- President: Isaac Herzog
- Prime Minister: Benjamin Netanyahu
- Preceded by: Ronen Hoffman

= Iddo Moed =

Israeli diplomat

Iddo Moed (עדו מועד) is an Israeli diplomat and the ambassador of Israel to Canada. He was previously a division head in the Africa Department of the Israeli Ministry of Foreign Affairs.

==Early life==
Moed was born in Amsterdam, the Netherlands, and joined the Israeli Diplomatic Corps in 1992.

==Career==
During his diplomatic career, Moed was posted in countries such as the Netherlands, Dominican Republic, Singapore, and China. He was assistant to the director general, water and multilateral affairs at the Middle East Division, Middle Eastern Economic Affairs.

In June 2013, he was appointed as cyber security coordinator at the Strategic Affairs Department, MFA. where he established the Cyber Security Department at the Ministry of Foreign Affairs.

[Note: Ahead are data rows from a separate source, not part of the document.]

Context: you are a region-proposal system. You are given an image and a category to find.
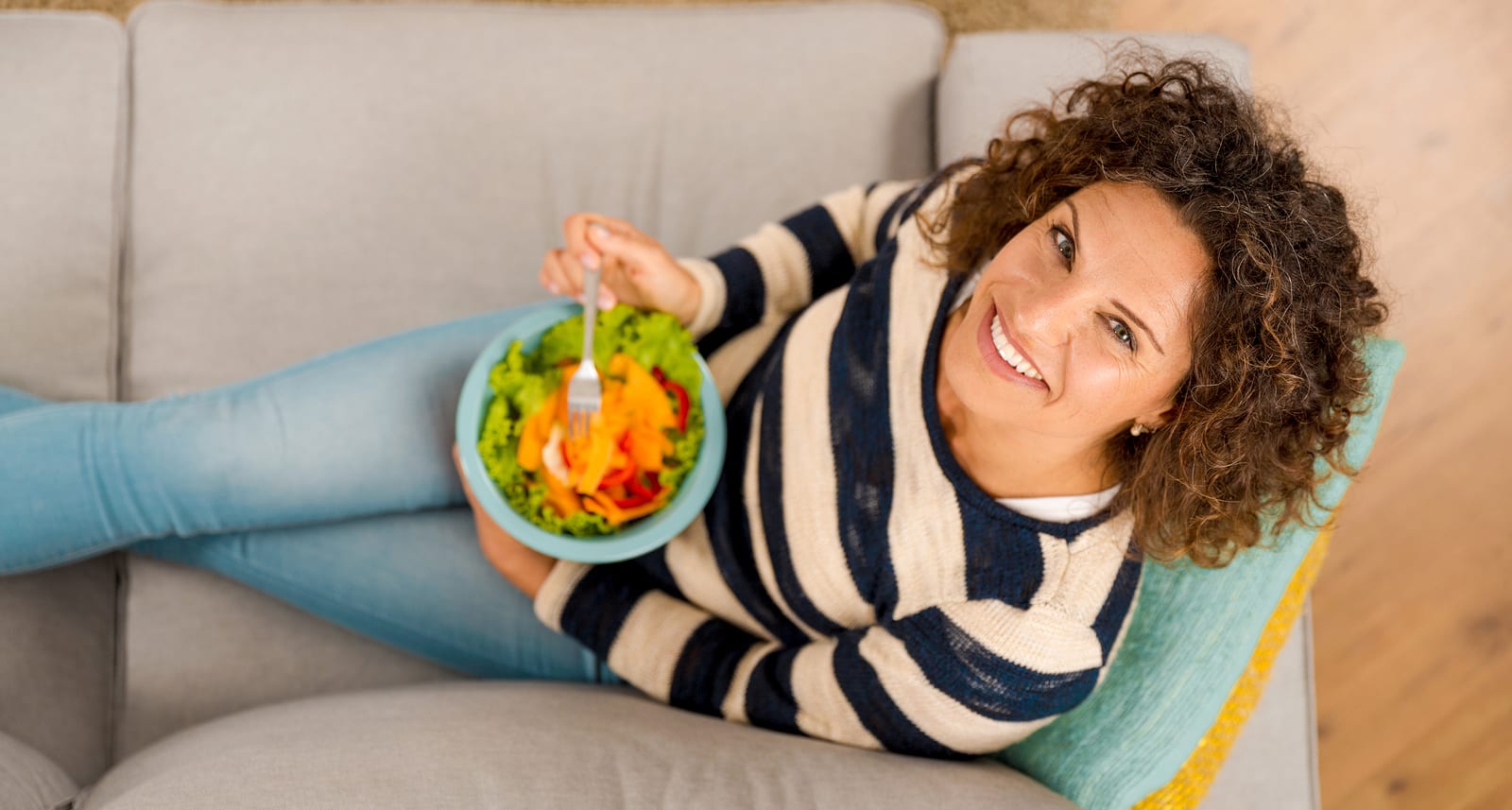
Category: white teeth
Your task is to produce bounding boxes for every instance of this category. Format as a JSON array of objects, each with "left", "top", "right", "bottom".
[{"left": 992, "top": 315, "right": 1045, "bottom": 379}]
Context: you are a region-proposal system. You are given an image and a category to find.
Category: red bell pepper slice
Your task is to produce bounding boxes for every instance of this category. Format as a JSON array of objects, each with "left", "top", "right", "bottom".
[
  {"left": 599, "top": 461, "right": 640, "bottom": 490},
  {"left": 652, "top": 366, "right": 688, "bottom": 434}
]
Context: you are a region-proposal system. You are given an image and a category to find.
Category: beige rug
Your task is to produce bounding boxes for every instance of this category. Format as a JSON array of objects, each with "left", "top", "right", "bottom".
[{"left": 0, "top": 0, "right": 1113, "bottom": 33}]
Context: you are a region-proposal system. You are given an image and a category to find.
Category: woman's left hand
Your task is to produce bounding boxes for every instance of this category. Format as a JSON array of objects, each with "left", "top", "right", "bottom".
[{"left": 452, "top": 444, "right": 557, "bottom": 598}]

In 2014–2015 he represented Israel in the 2014–2015 UN Group of Governmental Experts on Developments in the Field of Information and Telecommunications in the Context of International Security.

In 2021 he was appointed as head of bureau, African Affairs Division.

In March 2024, he criticized a proposal for the Canadian government to recognize a Palestinian State.

During the 2025 Israeli military operation in the West Bank, a group of Arab, Asian, European, and Canadian diplomats were fired upon. In an interview with CBC News he claimed that the diplomats may have been "led astray." In an interview with Global News, he stated that Canada–Israel relations were in a "new atmosphere."